Bahkan Irene Tjahjadi, pemilik SumoBoo, mengatakan, dia sama sekali tidak pernah berpromosi. Pemasaran gethok tular-lah yang jadi kunci kesuksesan bisnis dessert ini pada awalnya. “Pertama-tama, mereka suka dengan rasa dessert kami dan memberi tahu yang lain sehingga semakin banyak yang ingin kenal dan datang ke SumoBoo. Selalu seperti itu karena saya tidak pernah pasang iklan,” tutur dia.
Namun, kedua pemain ini tak memungkiri adanya peran yang besar dari media sosial. Media yang dilengkapi dengan jejaring sosial ini seperti menjadi saluran pemasaran yang cukup ampuh bagi Hong Tang maupun SumoBoo. Ricky dan Irene pun mengakui bahwa mereka memiliki akun di beberapa jejaring sosial, untuk menciptakan brand awareness usahanya.
Lantas, apa lagi yang bisa mendongkrak bisnis ini untuk segera meraih sukses?

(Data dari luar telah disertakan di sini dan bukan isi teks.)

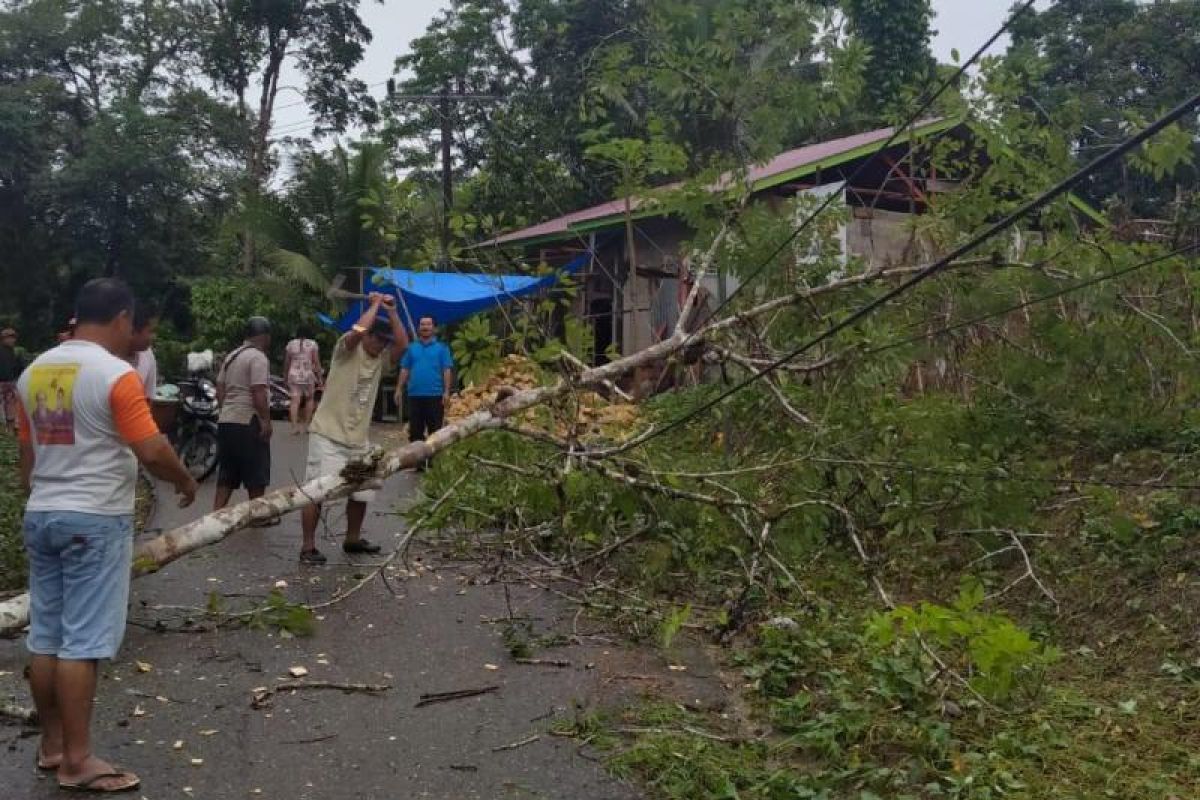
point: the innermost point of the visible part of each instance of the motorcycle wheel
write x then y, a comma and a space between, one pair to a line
198, 452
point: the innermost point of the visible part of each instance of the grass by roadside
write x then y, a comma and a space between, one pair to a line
12, 503
838, 714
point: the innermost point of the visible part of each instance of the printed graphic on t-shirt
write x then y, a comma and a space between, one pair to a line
52, 397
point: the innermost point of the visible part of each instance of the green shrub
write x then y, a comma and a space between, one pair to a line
12, 503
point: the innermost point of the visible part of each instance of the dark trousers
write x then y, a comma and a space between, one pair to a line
425, 415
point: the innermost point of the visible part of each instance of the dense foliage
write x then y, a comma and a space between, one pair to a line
966, 575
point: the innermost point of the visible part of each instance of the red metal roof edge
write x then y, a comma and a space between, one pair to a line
781, 163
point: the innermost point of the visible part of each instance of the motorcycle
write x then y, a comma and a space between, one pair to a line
187, 411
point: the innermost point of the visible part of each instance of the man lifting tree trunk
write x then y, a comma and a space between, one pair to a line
339, 431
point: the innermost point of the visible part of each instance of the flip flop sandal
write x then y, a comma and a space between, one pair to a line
131, 783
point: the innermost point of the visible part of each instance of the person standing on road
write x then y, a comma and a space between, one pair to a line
78, 527
340, 428
427, 371
145, 320
11, 366
301, 370
244, 427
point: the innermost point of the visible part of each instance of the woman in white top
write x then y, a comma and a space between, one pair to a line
301, 368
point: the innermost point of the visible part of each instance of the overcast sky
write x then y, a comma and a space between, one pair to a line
963, 24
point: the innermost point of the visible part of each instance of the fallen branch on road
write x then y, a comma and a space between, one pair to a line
215, 527
16, 714
456, 695
263, 695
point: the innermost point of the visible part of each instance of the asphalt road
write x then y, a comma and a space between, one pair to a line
175, 707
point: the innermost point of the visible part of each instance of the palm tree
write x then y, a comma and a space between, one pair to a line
315, 229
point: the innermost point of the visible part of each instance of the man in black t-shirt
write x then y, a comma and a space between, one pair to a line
11, 366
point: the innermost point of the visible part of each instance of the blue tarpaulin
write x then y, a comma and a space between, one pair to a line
451, 296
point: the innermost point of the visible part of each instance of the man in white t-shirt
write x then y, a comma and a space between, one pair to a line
145, 320
244, 428
342, 421
84, 425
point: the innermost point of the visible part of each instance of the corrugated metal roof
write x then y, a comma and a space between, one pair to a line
780, 166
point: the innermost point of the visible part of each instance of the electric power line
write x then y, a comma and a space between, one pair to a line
862, 167
937, 266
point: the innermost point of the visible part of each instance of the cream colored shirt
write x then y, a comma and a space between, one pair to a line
351, 386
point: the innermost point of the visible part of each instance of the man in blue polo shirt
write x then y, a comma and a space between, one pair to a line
427, 371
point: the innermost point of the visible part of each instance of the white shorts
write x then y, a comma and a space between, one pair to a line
328, 457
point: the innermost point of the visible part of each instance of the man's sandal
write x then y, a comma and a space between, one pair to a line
89, 785
312, 557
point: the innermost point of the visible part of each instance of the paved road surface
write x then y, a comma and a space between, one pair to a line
193, 702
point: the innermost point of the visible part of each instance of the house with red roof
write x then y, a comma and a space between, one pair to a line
631, 289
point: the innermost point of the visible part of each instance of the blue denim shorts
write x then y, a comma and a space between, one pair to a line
78, 583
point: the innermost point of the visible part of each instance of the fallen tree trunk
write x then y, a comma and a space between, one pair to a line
217, 525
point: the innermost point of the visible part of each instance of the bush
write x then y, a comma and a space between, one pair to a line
12, 503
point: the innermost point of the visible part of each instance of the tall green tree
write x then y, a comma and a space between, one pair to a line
897, 34
1096, 67
317, 227
250, 42
112, 154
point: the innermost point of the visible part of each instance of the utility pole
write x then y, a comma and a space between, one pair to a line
447, 174
444, 102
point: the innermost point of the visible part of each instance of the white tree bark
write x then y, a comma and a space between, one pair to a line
217, 525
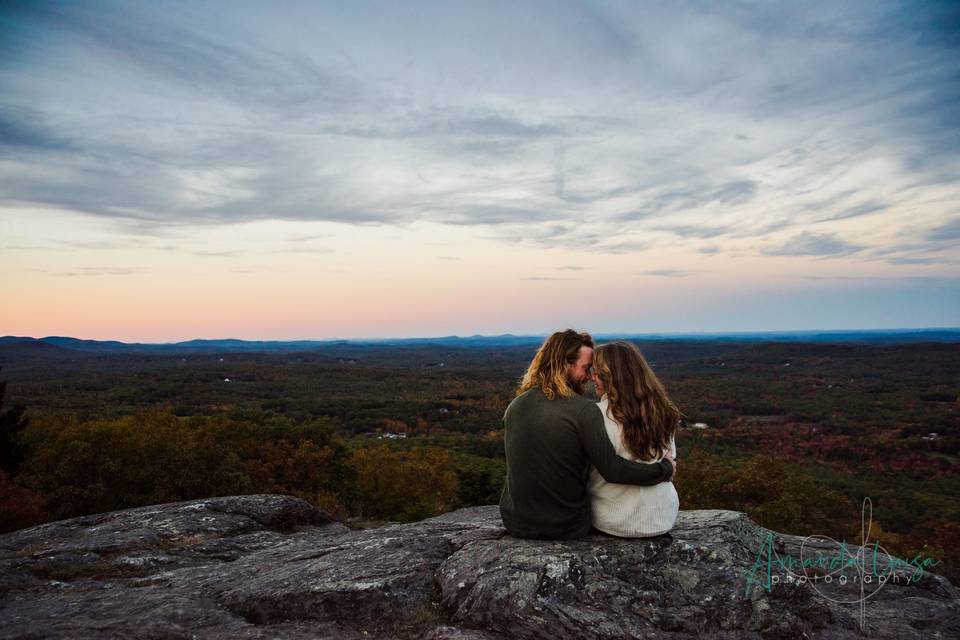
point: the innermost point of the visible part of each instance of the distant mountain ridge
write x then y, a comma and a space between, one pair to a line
890, 336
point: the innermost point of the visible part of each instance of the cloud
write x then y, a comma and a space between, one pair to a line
581, 118
668, 273
947, 232
857, 211
813, 244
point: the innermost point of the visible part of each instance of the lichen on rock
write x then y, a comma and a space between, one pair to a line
269, 566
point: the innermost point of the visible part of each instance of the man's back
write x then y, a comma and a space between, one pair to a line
545, 492
550, 446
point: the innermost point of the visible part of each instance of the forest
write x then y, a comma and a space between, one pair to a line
795, 434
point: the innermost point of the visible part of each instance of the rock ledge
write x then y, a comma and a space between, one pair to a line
271, 566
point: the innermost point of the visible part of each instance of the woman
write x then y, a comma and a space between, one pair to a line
641, 422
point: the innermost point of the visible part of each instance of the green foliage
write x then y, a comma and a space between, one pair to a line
405, 485
12, 423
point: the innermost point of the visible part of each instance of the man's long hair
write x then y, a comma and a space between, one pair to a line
637, 399
548, 370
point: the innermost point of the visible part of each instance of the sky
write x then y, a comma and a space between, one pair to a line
313, 170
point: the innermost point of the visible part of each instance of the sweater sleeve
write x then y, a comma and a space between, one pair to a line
613, 468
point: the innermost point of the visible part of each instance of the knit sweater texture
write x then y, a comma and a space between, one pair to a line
551, 447
628, 511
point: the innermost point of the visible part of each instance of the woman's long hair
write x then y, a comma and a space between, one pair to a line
548, 370
636, 399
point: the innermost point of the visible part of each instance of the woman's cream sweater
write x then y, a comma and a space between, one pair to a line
631, 511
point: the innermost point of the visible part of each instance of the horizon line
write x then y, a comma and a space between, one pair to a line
511, 335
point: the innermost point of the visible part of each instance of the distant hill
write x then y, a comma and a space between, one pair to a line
889, 336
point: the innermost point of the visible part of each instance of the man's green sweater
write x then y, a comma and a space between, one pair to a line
550, 446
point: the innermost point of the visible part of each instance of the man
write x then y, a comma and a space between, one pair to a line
553, 434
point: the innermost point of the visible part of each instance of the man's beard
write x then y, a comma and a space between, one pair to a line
578, 387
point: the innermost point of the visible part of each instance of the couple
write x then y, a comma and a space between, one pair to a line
573, 464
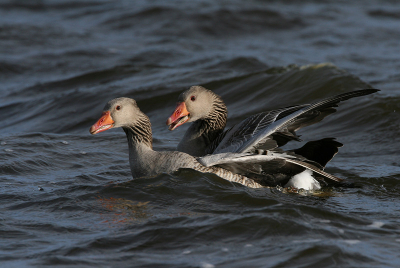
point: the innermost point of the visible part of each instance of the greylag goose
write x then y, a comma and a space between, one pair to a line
249, 169
267, 130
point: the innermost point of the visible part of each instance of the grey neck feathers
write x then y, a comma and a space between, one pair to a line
140, 132
215, 122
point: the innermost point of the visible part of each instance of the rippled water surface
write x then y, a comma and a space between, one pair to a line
68, 199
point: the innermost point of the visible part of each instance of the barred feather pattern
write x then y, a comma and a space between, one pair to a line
228, 175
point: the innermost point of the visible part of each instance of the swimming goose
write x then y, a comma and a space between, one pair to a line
267, 130
250, 169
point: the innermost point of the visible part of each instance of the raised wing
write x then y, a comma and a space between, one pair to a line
275, 128
268, 169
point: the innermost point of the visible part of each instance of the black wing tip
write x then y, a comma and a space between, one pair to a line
370, 90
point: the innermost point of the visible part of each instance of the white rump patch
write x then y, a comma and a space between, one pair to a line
304, 180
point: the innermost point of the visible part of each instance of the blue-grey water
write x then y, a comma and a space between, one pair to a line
67, 198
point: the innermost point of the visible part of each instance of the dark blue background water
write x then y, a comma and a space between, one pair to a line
67, 198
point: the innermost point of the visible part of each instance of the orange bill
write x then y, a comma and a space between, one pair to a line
105, 122
179, 117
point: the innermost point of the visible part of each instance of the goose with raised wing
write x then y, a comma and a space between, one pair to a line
266, 131
247, 168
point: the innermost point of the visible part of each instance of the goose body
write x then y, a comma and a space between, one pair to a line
249, 169
267, 130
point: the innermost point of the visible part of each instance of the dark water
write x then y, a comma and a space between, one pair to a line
67, 198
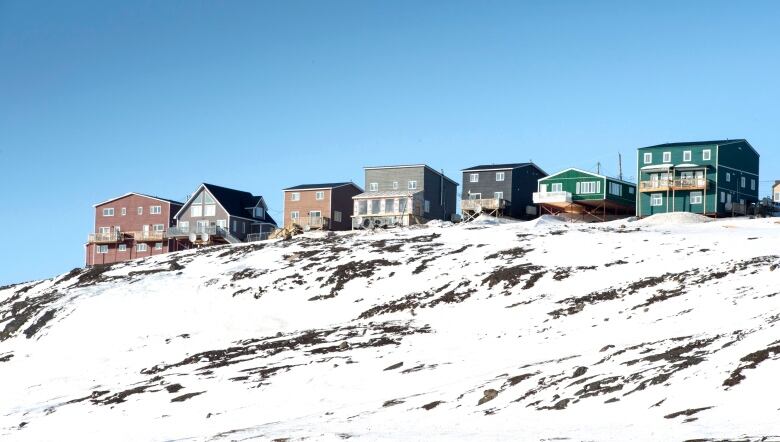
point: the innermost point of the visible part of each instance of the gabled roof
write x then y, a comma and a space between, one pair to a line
506, 166
235, 202
403, 166
322, 186
588, 173
165, 200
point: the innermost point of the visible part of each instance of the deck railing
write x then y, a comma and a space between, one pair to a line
552, 197
483, 204
148, 235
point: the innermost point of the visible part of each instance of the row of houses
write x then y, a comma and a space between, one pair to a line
714, 178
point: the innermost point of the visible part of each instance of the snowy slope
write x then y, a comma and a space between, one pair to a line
517, 331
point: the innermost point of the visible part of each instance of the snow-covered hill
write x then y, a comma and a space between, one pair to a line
650, 330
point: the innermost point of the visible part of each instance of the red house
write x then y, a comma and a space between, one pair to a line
130, 226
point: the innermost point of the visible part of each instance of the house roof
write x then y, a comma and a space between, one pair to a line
139, 194
505, 166
589, 173
321, 186
235, 202
403, 166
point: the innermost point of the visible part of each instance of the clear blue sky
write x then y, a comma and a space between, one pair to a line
99, 98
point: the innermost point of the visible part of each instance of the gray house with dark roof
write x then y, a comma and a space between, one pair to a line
500, 190
215, 214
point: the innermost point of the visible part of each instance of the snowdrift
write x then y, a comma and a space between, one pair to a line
466, 332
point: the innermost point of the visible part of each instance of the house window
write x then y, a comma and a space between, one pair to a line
588, 187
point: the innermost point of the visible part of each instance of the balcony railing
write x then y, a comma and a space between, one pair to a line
552, 197
673, 184
104, 238
313, 222
483, 204
147, 236
177, 232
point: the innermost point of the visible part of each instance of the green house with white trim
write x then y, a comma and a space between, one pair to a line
587, 196
713, 178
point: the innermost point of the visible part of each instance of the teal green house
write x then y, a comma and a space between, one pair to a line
713, 178
579, 194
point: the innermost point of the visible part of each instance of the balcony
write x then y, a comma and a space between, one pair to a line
675, 184
552, 197
483, 204
178, 232
312, 222
105, 238
147, 236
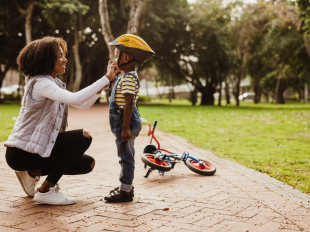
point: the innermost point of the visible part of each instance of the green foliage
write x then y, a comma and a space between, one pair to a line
268, 138
65, 6
304, 15
144, 99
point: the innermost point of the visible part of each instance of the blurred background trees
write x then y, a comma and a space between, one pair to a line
212, 46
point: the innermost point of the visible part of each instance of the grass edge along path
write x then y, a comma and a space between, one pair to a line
269, 138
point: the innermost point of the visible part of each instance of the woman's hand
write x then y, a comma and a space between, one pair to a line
102, 89
86, 134
112, 70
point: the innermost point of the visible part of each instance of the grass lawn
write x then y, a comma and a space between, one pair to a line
7, 112
273, 139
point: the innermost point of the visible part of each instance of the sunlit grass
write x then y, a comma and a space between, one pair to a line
273, 139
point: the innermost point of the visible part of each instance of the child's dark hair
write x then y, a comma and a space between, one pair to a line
39, 56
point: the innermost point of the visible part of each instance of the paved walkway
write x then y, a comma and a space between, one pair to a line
234, 199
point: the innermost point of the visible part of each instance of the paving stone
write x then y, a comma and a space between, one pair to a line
234, 199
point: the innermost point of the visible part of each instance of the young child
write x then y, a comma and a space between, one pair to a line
130, 51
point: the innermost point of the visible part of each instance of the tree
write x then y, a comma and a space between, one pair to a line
137, 12
136, 16
75, 9
27, 13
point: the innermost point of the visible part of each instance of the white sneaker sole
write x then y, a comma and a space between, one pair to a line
21, 181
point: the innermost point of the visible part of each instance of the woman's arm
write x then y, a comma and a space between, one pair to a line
86, 105
46, 88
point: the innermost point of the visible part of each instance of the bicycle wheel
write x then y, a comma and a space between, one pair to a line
149, 160
207, 169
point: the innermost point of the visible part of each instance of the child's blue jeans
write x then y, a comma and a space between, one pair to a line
125, 150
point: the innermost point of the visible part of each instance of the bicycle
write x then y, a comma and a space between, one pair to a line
156, 160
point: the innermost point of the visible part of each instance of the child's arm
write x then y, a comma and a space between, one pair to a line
126, 135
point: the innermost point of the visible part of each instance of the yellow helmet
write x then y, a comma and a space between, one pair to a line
135, 46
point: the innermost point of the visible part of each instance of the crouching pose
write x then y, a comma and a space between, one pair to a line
125, 122
39, 145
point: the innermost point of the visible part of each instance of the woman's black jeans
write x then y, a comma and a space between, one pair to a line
67, 157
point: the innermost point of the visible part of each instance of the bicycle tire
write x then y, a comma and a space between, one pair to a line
208, 170
149, 160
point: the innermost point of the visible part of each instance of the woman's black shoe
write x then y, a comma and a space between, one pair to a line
119, 196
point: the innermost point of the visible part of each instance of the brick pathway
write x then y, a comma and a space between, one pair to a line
234, 199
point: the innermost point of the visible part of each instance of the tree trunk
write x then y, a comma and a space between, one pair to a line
146, 88
28, 18
227, 93
136, 16
170, 88
159, 94
2, 76
306, 93
307, 43
257, 90
300, 95
78, 66
194, 96
207, 97
220, 95
28, 23
106, 28
277, 91
280, 96
237, 93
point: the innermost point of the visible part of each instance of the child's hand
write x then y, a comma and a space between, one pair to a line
126, 135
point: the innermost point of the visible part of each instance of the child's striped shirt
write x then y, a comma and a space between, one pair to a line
128, 84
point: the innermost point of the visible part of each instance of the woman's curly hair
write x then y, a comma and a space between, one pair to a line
39, 56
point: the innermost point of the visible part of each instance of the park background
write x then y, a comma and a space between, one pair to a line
208, 53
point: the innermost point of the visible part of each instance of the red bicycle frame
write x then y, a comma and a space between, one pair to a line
151, 132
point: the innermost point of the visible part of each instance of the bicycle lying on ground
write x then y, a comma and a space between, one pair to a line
164, 162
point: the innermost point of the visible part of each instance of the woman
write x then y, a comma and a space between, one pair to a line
39, 144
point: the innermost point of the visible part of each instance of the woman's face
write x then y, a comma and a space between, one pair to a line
60, 64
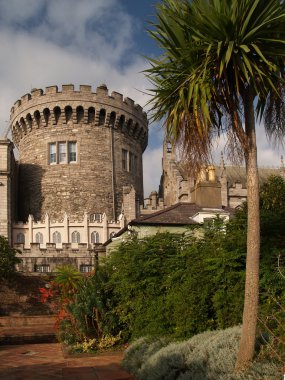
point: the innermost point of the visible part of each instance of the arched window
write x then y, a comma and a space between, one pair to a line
94, 237
39, 238
121, 121
102, 116
68, 113
20, 239
57, 112
37, 117
75, 237
91, 115
46, 113
96, 217
56, 237
112, 118
79, 114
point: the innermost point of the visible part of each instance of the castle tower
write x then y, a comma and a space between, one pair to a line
7, 187
77, 150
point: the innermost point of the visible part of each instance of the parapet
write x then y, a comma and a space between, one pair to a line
39, 97
49, 107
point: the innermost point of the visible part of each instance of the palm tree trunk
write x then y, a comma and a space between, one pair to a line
248, 334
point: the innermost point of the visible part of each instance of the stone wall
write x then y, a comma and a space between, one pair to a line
48, 260
8, 175
102, 126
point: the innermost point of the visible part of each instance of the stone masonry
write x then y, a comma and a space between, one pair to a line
103, 130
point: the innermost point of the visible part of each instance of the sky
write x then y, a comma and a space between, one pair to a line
55, 42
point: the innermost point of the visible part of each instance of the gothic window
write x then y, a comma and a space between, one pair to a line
20, 239
39, 238
124, 159
56, 237
75, 237
95, 237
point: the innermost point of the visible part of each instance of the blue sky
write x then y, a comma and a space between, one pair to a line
55, 42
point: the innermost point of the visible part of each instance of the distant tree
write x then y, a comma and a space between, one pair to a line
222, 67
272, 194
8, 258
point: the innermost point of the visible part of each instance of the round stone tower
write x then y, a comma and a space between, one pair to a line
77, 150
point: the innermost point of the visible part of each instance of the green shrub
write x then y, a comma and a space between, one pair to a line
207, 356
8, 258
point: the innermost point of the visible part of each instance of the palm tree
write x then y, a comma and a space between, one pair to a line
221, 69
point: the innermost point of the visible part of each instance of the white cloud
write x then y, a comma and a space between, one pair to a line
51, 42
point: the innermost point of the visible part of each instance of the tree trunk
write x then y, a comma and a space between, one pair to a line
248, 334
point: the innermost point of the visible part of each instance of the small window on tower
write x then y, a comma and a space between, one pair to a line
72, 151
124, 159
52, 153
62, 152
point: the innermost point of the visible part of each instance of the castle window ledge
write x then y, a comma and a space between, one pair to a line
51, 245
42, 268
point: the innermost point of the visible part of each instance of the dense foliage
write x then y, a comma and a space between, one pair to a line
175, 285
207, 356
8, 258
172, 285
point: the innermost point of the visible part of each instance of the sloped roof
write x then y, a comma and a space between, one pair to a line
238, 174
178, 214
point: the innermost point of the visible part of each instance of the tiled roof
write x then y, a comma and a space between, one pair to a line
178, 214
238, 174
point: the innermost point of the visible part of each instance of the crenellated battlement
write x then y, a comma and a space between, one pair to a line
50, 108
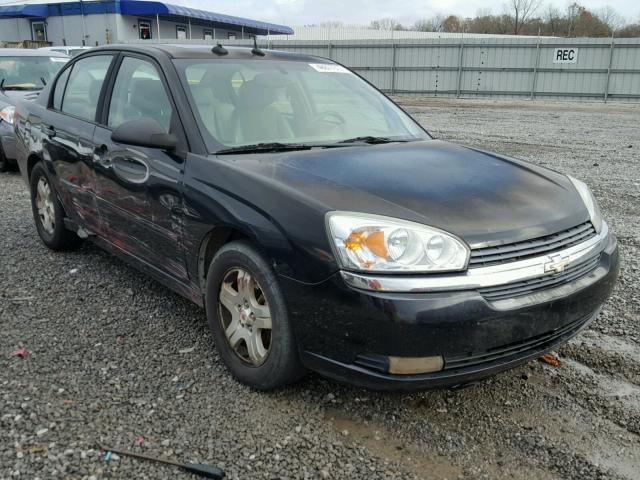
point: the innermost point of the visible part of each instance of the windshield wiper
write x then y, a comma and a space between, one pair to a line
371, 140
265, 147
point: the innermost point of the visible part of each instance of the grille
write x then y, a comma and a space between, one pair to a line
539, 343
512, 252
526, 287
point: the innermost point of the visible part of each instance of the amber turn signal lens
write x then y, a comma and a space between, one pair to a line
415, 365
374, 241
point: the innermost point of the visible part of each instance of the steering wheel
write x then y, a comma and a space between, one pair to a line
329, 114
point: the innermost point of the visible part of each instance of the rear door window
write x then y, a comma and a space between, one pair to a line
138, 92
85, 82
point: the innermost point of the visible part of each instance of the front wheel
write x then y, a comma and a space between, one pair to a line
248, 317
48, 213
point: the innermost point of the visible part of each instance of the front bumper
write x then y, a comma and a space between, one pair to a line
7, 141
343, 330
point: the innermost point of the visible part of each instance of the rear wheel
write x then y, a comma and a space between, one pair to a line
248, 318
48, 213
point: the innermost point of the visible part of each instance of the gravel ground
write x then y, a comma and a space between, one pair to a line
116, 359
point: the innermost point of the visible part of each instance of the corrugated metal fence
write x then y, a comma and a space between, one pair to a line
598, 69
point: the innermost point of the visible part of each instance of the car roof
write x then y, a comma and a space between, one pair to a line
26, 52
188, 51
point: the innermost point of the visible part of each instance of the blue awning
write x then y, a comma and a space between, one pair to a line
132, 7
24, 11
136, 7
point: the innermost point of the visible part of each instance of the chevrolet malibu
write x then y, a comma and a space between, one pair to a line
317, 223
23, 73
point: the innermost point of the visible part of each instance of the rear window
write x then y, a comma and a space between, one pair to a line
28, 73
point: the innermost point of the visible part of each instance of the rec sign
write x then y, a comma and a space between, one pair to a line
565, 55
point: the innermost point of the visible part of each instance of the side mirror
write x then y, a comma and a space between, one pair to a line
144, 132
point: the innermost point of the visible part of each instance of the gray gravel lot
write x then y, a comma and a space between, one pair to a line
117, 359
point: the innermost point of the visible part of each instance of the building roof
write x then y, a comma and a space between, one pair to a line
166, 11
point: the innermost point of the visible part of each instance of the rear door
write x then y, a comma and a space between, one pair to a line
68, 127
139, 189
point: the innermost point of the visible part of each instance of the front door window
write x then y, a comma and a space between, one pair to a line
39, 31
145, 30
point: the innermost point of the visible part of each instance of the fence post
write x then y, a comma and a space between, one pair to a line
606, 87
393, 69
535, 71
460, 57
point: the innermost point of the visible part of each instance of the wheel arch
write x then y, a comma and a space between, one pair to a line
214, 241
32, 160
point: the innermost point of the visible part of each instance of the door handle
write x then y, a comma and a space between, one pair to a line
130, 169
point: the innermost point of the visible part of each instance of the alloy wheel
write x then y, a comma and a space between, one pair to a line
245, 316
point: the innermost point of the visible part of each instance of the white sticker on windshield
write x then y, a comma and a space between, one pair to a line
328, 68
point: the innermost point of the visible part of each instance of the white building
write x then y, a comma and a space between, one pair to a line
111, 21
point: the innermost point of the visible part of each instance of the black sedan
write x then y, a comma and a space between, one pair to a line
319, 225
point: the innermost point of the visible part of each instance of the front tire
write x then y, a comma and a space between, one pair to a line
248, 317
48, 213
4, 163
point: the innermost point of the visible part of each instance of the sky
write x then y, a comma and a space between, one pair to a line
361, 12
304, 12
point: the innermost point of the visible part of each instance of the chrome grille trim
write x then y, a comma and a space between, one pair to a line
531, 248
526, 287
480, 277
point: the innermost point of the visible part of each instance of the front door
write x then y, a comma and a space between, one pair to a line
68, 127
139, 189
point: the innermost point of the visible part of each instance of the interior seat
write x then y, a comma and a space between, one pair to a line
257, 119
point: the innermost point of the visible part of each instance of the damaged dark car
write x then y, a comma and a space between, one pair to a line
318, 224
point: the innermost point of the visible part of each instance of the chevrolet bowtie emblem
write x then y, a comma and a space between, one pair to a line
557, 264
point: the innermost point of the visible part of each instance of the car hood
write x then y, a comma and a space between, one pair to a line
483, 198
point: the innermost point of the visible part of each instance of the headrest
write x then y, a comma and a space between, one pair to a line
262, 90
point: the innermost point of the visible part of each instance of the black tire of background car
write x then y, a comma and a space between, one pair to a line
4, 163
61, 239
282, 365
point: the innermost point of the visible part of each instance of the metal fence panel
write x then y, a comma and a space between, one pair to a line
523, 67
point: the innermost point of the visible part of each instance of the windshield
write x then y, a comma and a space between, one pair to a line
28, 73
249, 102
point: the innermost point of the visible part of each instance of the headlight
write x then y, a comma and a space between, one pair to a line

Irene maupun Ricky pun menegaskan bahwa konsistensi rasa harus menjadi perhatian utama. Pasalnya, mayoritas konsumen mereka sudah jadi langganan.
Jadi, kalau ada rasa yang berubah, konsumen pasti segera menyadarinya dan dengan kritis mereka akan komplain. “Karena itu, untuk menghindari komplain, kalau ada bahan baku yang habis, lebih baik tidak disajikan dulu meski ada yang pesan daripada konsumen kecewa,” papar Irene.
Untuk menjaga kualitas pula, meski sudah memiliki manager atau supervisor di tiap-tiap gerai, Ricky bersama owner lain masih rutin mengontrol semua gerai. Pengawasan ini dilakukan tiap hari dengan menyambangi tiap gerai. Akan tetapi kalau tidak sempat, Ricky mengontrol operasional lewat CCTV di gerai yang dihubungkan ke gadgetnya.